Feast Days
My tribe is of the free church variety. Beyond Advent and Easter, we don’t follow a church calendar or celebrate Feast Days, and liturgical patterns are largely unpracticed in our services. I guess it is not a matter of right and wrong, but more of following traditions that seem best to our group without criticism of others doing faith differently. Actually, I’ve come to truly enjoy all the variations there are in Jesus followers.
One thing lost in our lane is the shared sense of history of faith and of the faithful beyond the occasional nods to biographies of faith folks who came before us. Liturgical groups regularly recognize saints and prominent believers to give encouragement and offer lessons from them to the present.
I recently learned that I missed the Feast Day for George Muller back in September. He is celebrated by many as a champion of the poor through intercession and action. And I’ll bet plenty of believers don’t know him at all, but will be encouraged by his life and work.
Born in 1805 in a small Prussian village, George went to university where he chose to follow Jesus and to take him seriously. As a young believer, George expectantly prayed about everything, without advertising his needs, and watched for God to work. Jesus said to ask, seek and knock, and so he did just that.
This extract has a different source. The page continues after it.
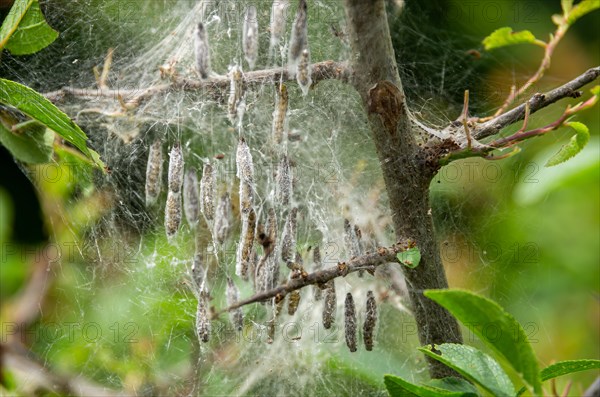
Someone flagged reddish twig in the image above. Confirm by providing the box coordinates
[212,239,414,319]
George planned on being a missionary abroad, but he and Mary, his wife, found themselves in gritty Bristol, England to lead a church, then went on to found a school for missions, education for adults and children, and the distribution of Bibles. Following a cholera epidemic in his region, an increasing number of orphaned children prompted Muller to open an orphanage.
He prayed for months for people and support needed and God answered with enough to open a home in Bristol for children on the streets. The stories of God meeting the needs of the children in the nick of time punctuate every phase of the ministry. In college I read of one time there was no food to serve the kids, so George sat the group at the empty tables then said a prayer of thanks for the (not-yet-present) food. A noise outside proved to be a milk wagon broken down in front of the house with no ability to go further and at the same time the local baker delivered bread because he had a dream he should bake for the children. Need solved.
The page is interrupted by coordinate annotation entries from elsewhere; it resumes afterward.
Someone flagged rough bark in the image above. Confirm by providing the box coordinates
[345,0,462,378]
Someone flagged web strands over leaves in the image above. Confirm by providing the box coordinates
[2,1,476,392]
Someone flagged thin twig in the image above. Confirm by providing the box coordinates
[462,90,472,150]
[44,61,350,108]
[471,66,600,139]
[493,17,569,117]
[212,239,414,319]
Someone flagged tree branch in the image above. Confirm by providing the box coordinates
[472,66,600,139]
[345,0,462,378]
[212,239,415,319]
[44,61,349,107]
Over the next few years, one home became three, rowdy enough to rally the NIMBY opponents of Bristol to get the kids to move. So, Muller prayed. He found land suitable for a large home on acreage. The only obstacle was the then-monumental cost which was over $1.5M in today’s dollars.
While sharing the dream, but without telling of the needed money, the full amount came in less than a year. Ashley Down Orphanage opened in 1849 with 300 kids, but soon it was too small. Eventually, one by one, five huge homes were built and over 2,000 children at a time were housed and fed, taught and loved, also trade-trained, ready for their world.
The stories from Muller’s life and Ashley Down fill books, but boil down to a Jesus-follower who dared to ask God for what was needed to fulfill a dream in his corner of the kingdom.
Andrew Murray, in his retelling of Muller’s life and work, shares Muller’s advice late in his life after holding a ringside seat to watching God work.
1. Be slow to take new steps in the Lord’s service, or in your business, or in your families: weigh everything well; weigh all in the light of the Holy Scriptures and in the fear of God.
2. Seek to have no will of your own, in order to ascertain the mind of God regarding any steps your propose taking, so that you can honestly say you are will willing to do the will of God, if he will only please to instruct you.
3. But when you have found out the what the will of God is, seek for his help, and seek it earnestly, perseveringly, patiently, believingly, expectantly; and you will surely in his own time and way obtain it.
When I read of people like George Muller, I’m thankful and humbled. Honestly, I’m also a bit intimidated looking at George’s life and efforts, but one lesson believers must learn along their journey is that effective ministry is not a matter of size but simple willingness to follow the nudge of the Spirit. Like Francis Schaeffer’s book title, No Little People, No Little Places, God has stuff for us to do in our corner of his vineyard.
Feast Days remind us that that was their day and they did the best they could following what they sensed God leading them to do. Now is our time. In my classroom at Bend High where I taught Social Studies, I had a sign that read,
History says, “We were, now you are.”
The message spoke to me as much as to students.
What will you do when it’s your turn to step up? Let’s take a page out of old George’s playbook and seek God’s help to provide what you need and more than you ever imagined.
Let’s have some music for the week…
Jokes? Sure, we got ‘em, with little girls front and center
One Sunday after church Mom asked her very young daughter what the lesson was about.
Her daughter answered, "Don't be scared, you'll get your quilts." Needless to say, Mom was perplexed.
Later in the day, the Pastor stopped by for tea. Mom asked him what that morning's Sunday school lesson was about.
He said, "Be not afraid, Thy comforter is coming."
__________
Little Girl: "Daddy, what do you have to do to become a doctor?"
Daddy: "You have to do well in school, take a lot of math and science, get into an excellent college, then go to med school, and follow that with an internship. Then you can start your own practice. Honey, as smart as you are, you can be anything you want to be."
Little Girl (after some thought): "What do you have to do to be queen?"